Results: A total of 181 trough and peak concentrations in 14 PwCF were included in the analysis. The median (range) vancomycin dose patients received was 750 mg (500-2000 mg), and the dosing frequency ranged from every 8 hours to every 12 hours. The median (range) for; age was 24 years (19–58 years), weight was 52.6 kg (41–106 kg), creatinine clearance was 106 mL/min (36.4–183 mL/min range), and vancomycin concentration was 19.8 mg/L (6.6– 61.4 mg/L). A one-compartment model with a first-order elimination rate with a proportional error model best described the data. Weight significantly influenced vancomycin clearance (p<0.001) and vancomycin clearance increased with an increase in weight. In the final model, vancomycin clearance was estimated as 5.52 L/h/70 kg, and the volume of distribution was 31.5 L/70 kg. The between subject variability for clearance was 23.3%. The residual unexplained variability was 20.3%. The simulations data showed that 72% of virtual patients in the 2000 mg every 12-hour dosing group reached the target AUC > 400 mg*h/L. However, further pharmacodynamic studies are needed to confirm the simulation results.
Conclusions: The pharmacokinetics of vancomycin in adult PwCF after intermitted intravenous administration were adequately described using a population pharmacokinetics modeling approach. We also demonstrated that the model could be used to perform simulations of various vancomycin intermittent dosing regimens to optimize dosing of vancomycin in adult PwCF.
References:
[1] Faino, A.V., et al., Polymicrobial infections and antibiotic treatment patterns for cystic fibrosis pulmonary exacerbations. J Cyst Fibros, 2023.

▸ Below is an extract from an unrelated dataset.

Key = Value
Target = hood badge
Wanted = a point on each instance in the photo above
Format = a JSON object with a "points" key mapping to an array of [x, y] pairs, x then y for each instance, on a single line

[2] Fusco, N.M., et al., Comparative Effectiveness of Vancomycin Versus Linezolid for the Treatment of Acute Pulmonary Exacerbations of Cystic Fibrosis. Ann Pharmacother, 2020. 54(3): p. 197-204.
[3]Pettit, R.S., et al., Vancomycin Dosing and Monitoring in the Treatment of Cystic Fibrosis: Results of a National Practice Survey. J Pediatr Pharmacol Ther, 2017. 22(6): p. 406-411.
[4]Lindley, B., et al., Pharmacokinetics of intermittent dosed intravenous vancomycin in adult persons with cystic fibrosis. Pediatr Pulmonol, 2022. 57(11): p. 2646-2651.
[5]Cockcroft, D.W. and M.H. Gault, Prediction of creatinine clearance from serum creatinine. Nephron, 1976. 16(1): p. 31-41.